# factoring trinomial squares

• Jul 12th 2008, 03:54 AM
mathtoe
factoring trinomial squares
Hi, Im having difficulty factoring completely. Ive been running into this problem over again.

heres an example:

5y4 + 10y2 + 5

I ended up with:

5y(y3 + 1) 5(Y + 1)

5(y2 + 1)2

how do I know what Im supposed to completely factor? is there a rule Im fogetting? initially, I thought I was suppose to factor out all exponents but I found that not to be true.

heres another:

12p3 + 31p2 + 20p
• Jul 12th 2008, 04:08 AM
janvdl
Quote:

Originally Posted by mathtoe
Hi, Im having difficulty factoring completely. Ive been running into this problem over again.

heres an example:

5y4 + 10y2 + 5

I ended up with:

5y(y3 + 1) 5(Y + 1)

5(y2 + 1)2

how do I know what Im supposed to completely factor? is there a rule Im fogetting? initially, I thought I was suppose to factor out all exponents but I found that not to be true.

heres another:

12p3 + 31p2 + 20p

\$\displaystyle 5y^4 + 10y^2 + 5\$

Let \$\displaystyle y^2 = u\$

\$\displaystyle =5u^2 + 10u + 5\$

\$\displaystyle =(5u + 5)(u + 1)\$

Factor out a \$\displaystyle 5\$ from the first bracket.

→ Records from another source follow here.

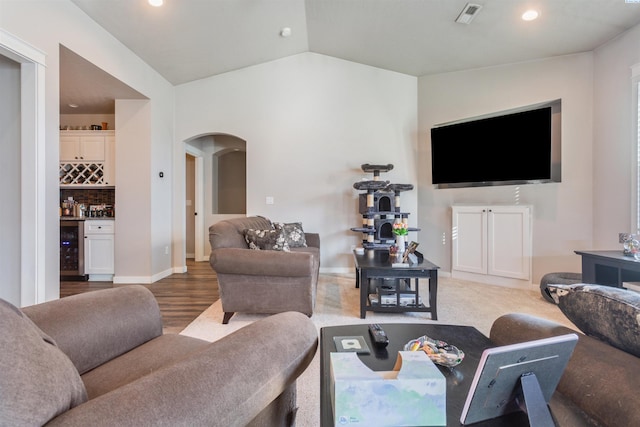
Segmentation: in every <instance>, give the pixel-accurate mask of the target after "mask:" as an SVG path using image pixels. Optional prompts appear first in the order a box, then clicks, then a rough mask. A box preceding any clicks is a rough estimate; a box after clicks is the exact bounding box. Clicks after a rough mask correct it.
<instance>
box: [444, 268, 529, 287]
mask: <svg viewBox="0 0 640 427" xmlns="http://www.w3.org/2000/svg"><path fill="white" fill-rule="evenodd" d="M451 277H452V278H453V279H462V280H470V281H472V282H477V283H484V284H487V285H495V286H504V287H506V288H516V289H532V286H533V284H532V283H531V282H530V281H529V280H520V279H512V278H509V277H500V276H489V275H486V274H476V273H468V272H466V271H456V270H454V271H452V272H451Z"/></svg>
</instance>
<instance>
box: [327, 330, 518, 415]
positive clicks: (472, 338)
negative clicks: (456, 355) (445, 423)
mask: <svg viewBox="0 0 640 427" xmlns="http://www.w3.org/2000/svg"><path fill="white" fill-rule="evenodd" d="M381 326H382V328H383V329H384V330H385V332H386V333H387V335H388V337H389V345H388V346H387V348H385V349H383V350H374V349H375V347H373V345H372V344H371V339H370V337H369V333H368V329H367V325H366V324H362V325H346V326H331V327H325V328H321V329H320V424H321V426H323V427H325V426H327V427H328V426H333V408H332V404H331V394H330V393H331V390H330V387H331V378H330V375H331V373H330V366H329V364H330V356H329V354H330V353H331V352H335V351H336V347H335V344H334V342H333V337H335V336H354V335H361V336H363V337H364V338H365V340H366V341H367V344H368V345H369V348H371V349H372V353H371V354H361V355H359V357H360V359H361V360H362V362H363V363H364V364H365V365H366V366H368V367H369V368H370V369H372V370H374V371H390V370H392V369H393V367H394V365H395V362H396V358H397V354H398V353H397V352H398V351H399V350H402V349H403V347H404V345H405V344H406V343H407V342H409V341H410V340H412V339H414V338H418V337H420V336H422V335H427V336H429V337H431V338H436V339H440V340H442V341H446V342H447V343H448V344H451V345H454V346H456V347H458V348H459V349H460V350H462V351H464V353H465V358H464V360H463V361H462V363H461V364H460V365H458V366H456V367H455V368H453V369H448V368H445V367H442V366H440V367H439V368H440V371H441V372H442V374H443V375H444V376H445V378H446V380H447V426H459V425H460V415H461V414H462V408H463V407H464V403H465V401H466V398H467V394H468V393H469V388H470V387H471V382H472V381H473V376H474V375H475V372H476V369H477V367H478V363H479V362H480V357H481V355H482V352H483V351H484V350H485V349H486V348H489V347H492V346H493V345H492V343H491V341H490V340H489V338H487V337H486V336H484V335H483V334H482V333H481V332H480V331H478V330H477V329H475V328H473V327H470V326H454V325H438V324H410V323H385V324H381ZM521 425H523V426H526V425H528V421H527V417H526V415H525V414H524V413H514V414H510V415H507V416H504V417H500V418H496V419H493V420H488V421H484V422H481V423H476V424H473V426H478V427H479V426H505V427H513V426H521Z"/></svg>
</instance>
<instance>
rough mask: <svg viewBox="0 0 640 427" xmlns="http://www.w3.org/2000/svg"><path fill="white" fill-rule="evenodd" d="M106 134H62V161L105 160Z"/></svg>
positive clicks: (89, 160)
mask: <svg viewBox="0 0 640 427" xmlns="http://www.w3.org/2000/svg"><path fill="white" fill-rule="evenodd" d="M104 140H105V136H104V135H91V134H89V135H77V134H76V135H60V161H92V162H104V152H105V141H104Z"/></svg>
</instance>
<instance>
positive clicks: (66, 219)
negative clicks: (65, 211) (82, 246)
mask: <svg viewBox="0 0 640 427" xmlns="http://www.w3.org/2000/svg"><path fill="white" fill-rule="evenodd" d="M96 219H99V220H103V219H106V220H115V219H116V217H114V216H97V217H93V216H92V217H89V216H61V217H60V221H92V220H96Z"/></svg>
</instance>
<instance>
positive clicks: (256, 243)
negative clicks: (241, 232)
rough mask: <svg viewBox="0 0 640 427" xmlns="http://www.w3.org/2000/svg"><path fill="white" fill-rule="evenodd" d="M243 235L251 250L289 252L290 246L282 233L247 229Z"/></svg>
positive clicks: (244, 238) (243, 231)
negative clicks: (266, 250) (265, 250)
mask: <svg viewBox="0 0 640 427" xmlns="http://www.w3.org/2000/svg"><path fill="white" fill-rule="evenodd" d="M242 234H243V235H244V240H245V241H246V242H247V244H248V245H249V249H254V250H271V251H284V252H289V245H288V244H287V242H286V240H285V238H284V235H283V234H282V232H281V231H278V230H254V229H253V228H247V229H246V230H244V231H243V232H242Z"/></svg>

\$\displaystyle =5(u + 1)(u + 1)\$

\$\displaystyle =5(u + 1)^2\$

But \$\displaystyle u = y^2\$

Thus: \$\displaystyle =5(y^2 + 1)^2\$
• Jul 12th 2008, 04:10 AM
janvdl
Quote:

Originally Posted by mathtoe
heres another:

12p3 + 31p2 + 20p

\$\displaystyle 12p^3 + 31p^2 + 20p\$

Factor out a \$\displaystyle p\$.

\$\displaystyle = p(12p^2 + 31p + 20)\$

\$\displaystyle = p(3p + 4)(4p + 5)\$
• Jul 13th 2008, 01:59 AM
mathtoe
http://www.mathhelpforum.com/math-he...a5db08ea-1.gif

how did you arrive at this?

I was told to multiply the 1st & last terms and their sum equals the 2nd term. is that what you did? how else can you arrive with the 2 inner terms?
• Jul 13th 2008, 02:08 AM
janvdl
Quote:

Originally Posted by mathtoe
http://www.mathhelpforum.com/math-he...a5db08ea-1.gif

how did you arrive at this?

I was told to multiply the 1st & last terms and their sum equals the 2nd term. is that what you did? how else can you arrive with the 2 inner terms?

\$\displaystyle (12p^2 + 31p + 20) = (3p + 4)(4p + 5)\$

Basically you have to play around with the factors of 12 and 20.

For 12, you could have 12&1 ; 6&2 ; 3&4
For 20, you could have 20&1 ; 10&2 ; 4&5

Then you have to see which of those coefficients are capable of making 31 for the middle term.

So write:

\$\displaystyle ( \ \ p + \ \ )( \ \ p + \ \ )\$ (We know both have to be + since the middle and last terms are positive.)

Now take those possible co-efficients, plug them in, and multiply out. If one set doesnt work, try the next.

Note that you can also swap the co-efficients around.
Instead of pairs 3&4 and 4&5 ; you could have 4&3 and 4&5.
Later on you will have the knack of instinctively knowing which it would probably be.

I can give you a hint, which is: The co-efficients will often be those close to each other. If we go back to the example of 12, it will most likely be 3&4 (or 4&3) that will work. But this is not always true.